BENEDICTO XVI
Audiencia General
Miércoles 10 de marzo de 2010
San Buenaventura (2)
Obra literaria y doctrina
la semana pasada hablé de la vida y personalidad de San Buenaventura de Bagnoregio. Esta mañana me gustaría continuar con su exposición, centrándome en una parte de su obra literaria y de su doctrina.
Como ya he dicho, san Buenaventura, entre otros méritos, tuvo el de interpretar con autenticidad y fidelidad la figura de san Francisco de Asís, a quien veneraba y estudiaba con gran amor.
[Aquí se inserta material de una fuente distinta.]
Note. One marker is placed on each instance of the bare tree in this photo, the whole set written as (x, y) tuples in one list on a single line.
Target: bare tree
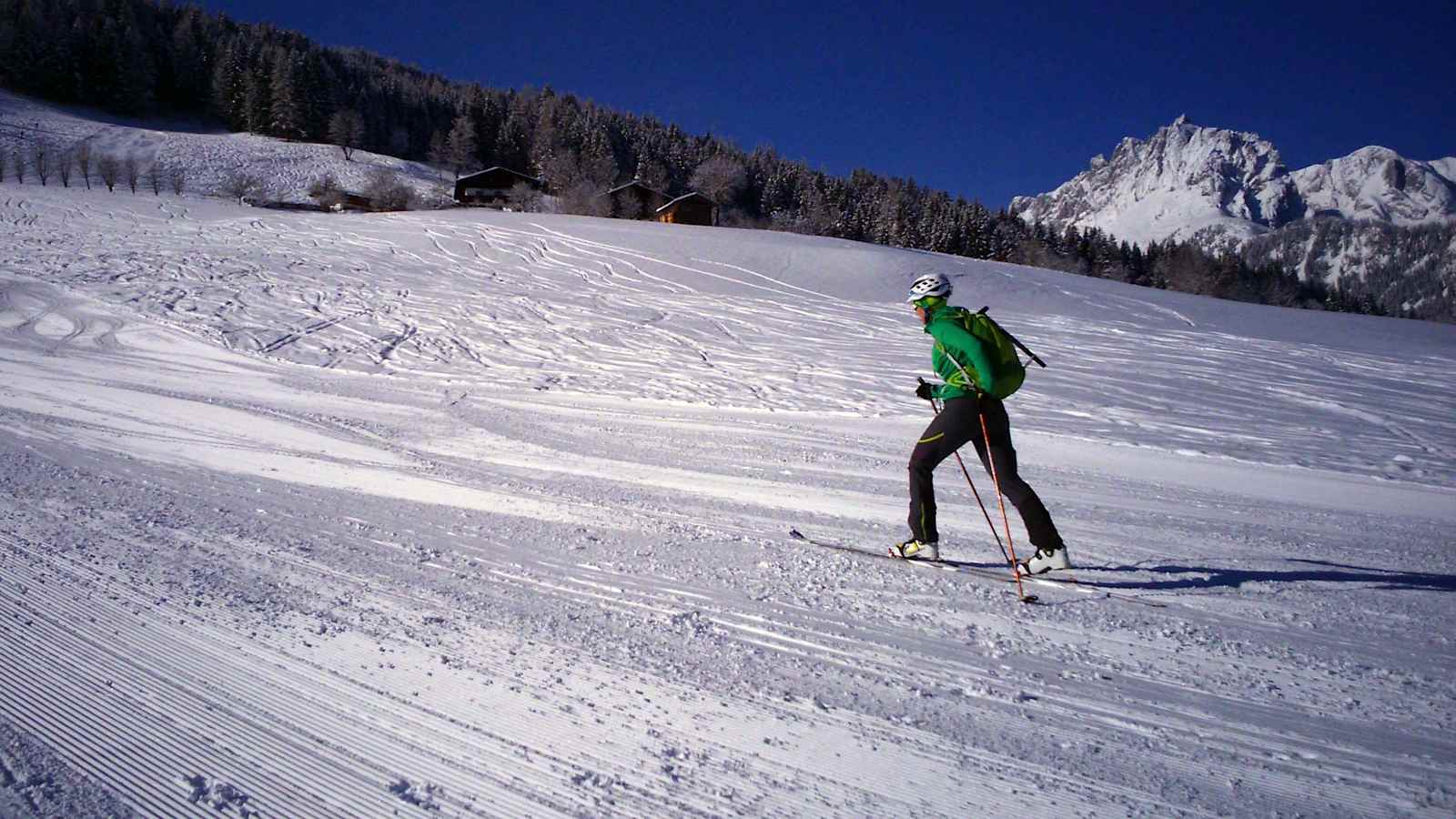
[(155, 175), (327, 191), (439, 150), (240, 184), (131, 171), (388, 191), (347, 131), (109, 171), (65, 162), (584, 198), (460, 145), (524, 198), (84, 159), (41, 160), (720, 178)]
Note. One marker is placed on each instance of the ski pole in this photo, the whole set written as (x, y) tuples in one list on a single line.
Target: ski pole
[(965, 471), (1016, 341), (990, 460)]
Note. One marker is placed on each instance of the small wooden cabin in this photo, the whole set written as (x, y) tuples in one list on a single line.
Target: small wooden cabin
[(492, 187), (689, 208), (635, 200)]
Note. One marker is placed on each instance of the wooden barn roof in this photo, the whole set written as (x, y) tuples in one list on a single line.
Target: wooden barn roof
[(689, 196), (494, 167)]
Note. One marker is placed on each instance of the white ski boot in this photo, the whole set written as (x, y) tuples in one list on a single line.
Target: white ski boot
[(916, 550), (1046, 560)]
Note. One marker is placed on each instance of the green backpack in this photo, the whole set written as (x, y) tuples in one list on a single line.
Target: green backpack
[(1001, 347)]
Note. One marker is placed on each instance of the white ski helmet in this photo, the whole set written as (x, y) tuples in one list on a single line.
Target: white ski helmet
[(929, 285)]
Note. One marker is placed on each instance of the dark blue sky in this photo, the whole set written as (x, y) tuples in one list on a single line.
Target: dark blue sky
[(980, 99)]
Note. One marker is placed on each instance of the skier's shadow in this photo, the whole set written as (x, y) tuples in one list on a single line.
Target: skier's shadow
[(1321, 571)]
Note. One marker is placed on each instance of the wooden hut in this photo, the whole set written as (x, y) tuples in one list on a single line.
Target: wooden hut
[(492, 187), (689, 208)]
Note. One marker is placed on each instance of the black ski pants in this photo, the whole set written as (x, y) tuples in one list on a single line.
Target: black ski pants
[(957, 424)]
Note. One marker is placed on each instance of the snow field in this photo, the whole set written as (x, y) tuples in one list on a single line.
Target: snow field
[(480, 515)]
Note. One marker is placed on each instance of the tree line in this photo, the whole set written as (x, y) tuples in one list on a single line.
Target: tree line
[(143, 56), (43, 160)]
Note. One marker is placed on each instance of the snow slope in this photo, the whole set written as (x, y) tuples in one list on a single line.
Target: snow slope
[(210, 157), (468, 513)]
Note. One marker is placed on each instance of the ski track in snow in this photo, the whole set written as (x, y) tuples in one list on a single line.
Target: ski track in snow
[(541, 567)]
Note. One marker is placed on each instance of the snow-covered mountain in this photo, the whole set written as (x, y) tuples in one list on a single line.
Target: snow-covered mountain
[(470, 513), (1380, 184), (1223, 187)]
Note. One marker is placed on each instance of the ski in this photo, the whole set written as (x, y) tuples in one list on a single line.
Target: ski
[(979, 570), (941, 564)]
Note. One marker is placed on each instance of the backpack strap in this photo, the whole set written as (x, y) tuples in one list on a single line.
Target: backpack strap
[(1014, 339)]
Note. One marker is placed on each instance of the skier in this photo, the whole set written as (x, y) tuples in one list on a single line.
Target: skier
[(963, 361)]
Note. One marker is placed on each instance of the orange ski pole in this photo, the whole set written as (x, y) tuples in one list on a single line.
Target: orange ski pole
[(979, 501), (986, 438)]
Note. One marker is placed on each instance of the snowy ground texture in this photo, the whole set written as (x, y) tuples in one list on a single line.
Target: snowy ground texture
[(468, 513)]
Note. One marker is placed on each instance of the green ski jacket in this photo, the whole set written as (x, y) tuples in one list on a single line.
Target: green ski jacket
[(956, 344)]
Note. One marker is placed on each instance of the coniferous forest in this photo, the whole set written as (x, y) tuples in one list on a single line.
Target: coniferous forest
[(138, 57)]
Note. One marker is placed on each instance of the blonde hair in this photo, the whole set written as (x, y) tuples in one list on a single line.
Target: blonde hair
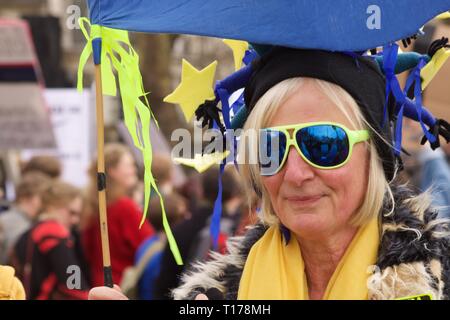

En particular, en tiempos de san Buenaventura una corriente de los hermanos menores, llamada "espirituales", defendía que con san Francisco se había inaugurado una fase totalmente nueva de la historia, el "Evangelio eterno", del que habla el Apocalipsis, vendría aparecer, que reemplazó al Nuevo Testamento. Este grupo afirmó que la Iglesia ya había agotado su papel histórico, y en su lugar fue reemplazada por una comunidad carismática de hombres libres guiados interiormente por el Espíritu, es decir, los "franciscanos espirituales".
Las ideas de este grupo se basaron en los escritos de un abad cisterciense, Gioacchino da Fiore, que murió en 1202. En sus obras, afirmó un ritmo trinitario de la historia. Consideró el Antiguo Testamento como la época del Padre, seguida por la época del Hijo, la época de la Iglesia. Todavía habría que esperar la tercera edad, la del Espíritu Santo. Toda la historia ha de interpretarse así como una historia de progreso: desde la severidad del Antiguo Testamento a la relativa libertad del tiempo del Hijo, en la Iglesia, hasta la plena libertad de los Hijos de Dios, en la período del Espíritu Santo, que sería también, finalmente, el período de la paz entre los hombres, de la reconciliación de los pueblos y de las religiones. Joaquín de Fiore había suscitado la esperanza de que el comienzo del nuevo tiempo vendría de un nuevo monacato.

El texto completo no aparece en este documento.